Joan Ollé y yo
Cuando estalló la denuncia periodística, no supe encontrar las palabras de acercamiento. Cobardía, seguro. Falta de valor para internarme en un terreno que me resultaba penoso, hostil, desagradable
Emma Riverola
Escritora
En este diario, Joan Ollé y yo nos dedicamos algunas líneas, siempre en términos de amistad, incluso de admiración. Hasta febrero de 2021, cuando 'Ara' publicó un reportaje en el que estudiantes del Institut del Teatre denunciaban situaciones de abuso por parte de algunos profesores, entre ellos Ollé. Lo reconozco, no supe cómo reaccionar. Nos cruzamos un par de emails en los que él mostraba su indignación y, sobre todo, la necesidad de explicarse, de limpiar esa información que él sentía como afrenta. Apenas supe desearle que todo acabara bien (qué simpleza). No le di el apoyo que él buscaba. No supe. No pude.
Ollé y yo no éramos viejos amigos. Podría contar con los dedos de una mano nuestros encuentros, pero una charla con Ollé daba para mucho. Era brillante, intelectualmente desbordante, tan apasionado, generoso y exigente como imbuido de cierta fragilidad trágica. La muerte de Joan Barril, su gran amigo y compañero de andanzas vitales y culturales, le había sumido en una suerte de orfandad. En nuestras conversaciones, entre disecciones de la obra de Rodoreda en la que ambos andábamos enfrascados o comentarios sobre los artículos mutuos, siempre se colaba el feminismo. Él introducía alguna cuestión, nada trascendental, y yo le respondía sin darle demasiada importancia. Ollé se sentía viejo. Odiaba sentirse viejo. Él, que se había creído invencible. Bebía. Era consciente de ese problema y trataba de pactar límites consigo mismo que siempre acababan por desbaratarse. Quizá ese exceso fuera el principio de otros males. Su trabajo y sus relaciones se resentían. Si acudimos al símil del teatro griego y sus máscaras, Ollé no siempre supo elegir la más correcta.

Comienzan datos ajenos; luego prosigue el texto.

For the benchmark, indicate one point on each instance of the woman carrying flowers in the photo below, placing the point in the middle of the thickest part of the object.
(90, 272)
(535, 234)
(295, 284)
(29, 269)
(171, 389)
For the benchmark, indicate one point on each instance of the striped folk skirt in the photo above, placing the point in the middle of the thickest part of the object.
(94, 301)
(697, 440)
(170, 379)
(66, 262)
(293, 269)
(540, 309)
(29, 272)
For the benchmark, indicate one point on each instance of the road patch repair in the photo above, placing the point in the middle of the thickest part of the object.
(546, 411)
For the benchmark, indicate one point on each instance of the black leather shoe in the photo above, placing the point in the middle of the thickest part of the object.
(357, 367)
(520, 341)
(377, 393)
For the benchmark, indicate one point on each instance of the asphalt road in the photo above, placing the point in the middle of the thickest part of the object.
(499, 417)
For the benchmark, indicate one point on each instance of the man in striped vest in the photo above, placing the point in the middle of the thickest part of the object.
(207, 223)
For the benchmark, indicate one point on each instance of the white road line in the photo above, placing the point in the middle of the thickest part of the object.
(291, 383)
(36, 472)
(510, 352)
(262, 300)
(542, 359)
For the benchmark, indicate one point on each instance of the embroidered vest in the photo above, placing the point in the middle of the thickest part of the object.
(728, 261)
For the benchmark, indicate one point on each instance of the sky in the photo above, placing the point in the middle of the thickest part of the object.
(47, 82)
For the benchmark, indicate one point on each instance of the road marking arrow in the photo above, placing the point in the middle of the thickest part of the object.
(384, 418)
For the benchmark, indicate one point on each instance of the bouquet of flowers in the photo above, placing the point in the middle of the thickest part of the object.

Cuando estalló la denuncia periodística, no supe encontrar las palabras de acercamiento. Cobardía, seguro. Falta de valor para internarme en un terreno que me resultaba penoso, hostil, desagradable. Más allá de la necesaria presunción de inocencia, las acusaciones tejieron una sombra emocional que no supe rasgar. Un reciente artículo en 'La Vanguardia' de Javier Melero, quien fue abogado y amigo de Ollé, le recordaba y le defendía en lo que cabe entenderse como un acto póstumo de amistad y lealtad. Confieso que aún hoy, si volviera a encontrarme en la misma situación, leyendo las mismas acusaciones, dudaría de cómo enfrentarme a esas sombras. Lo único de lo que estoy segura es que no trataría de esclarecerlas despreciando a las mujeres que se atreven a denunciar. Menos todavía, convirtiéndolas en culpables.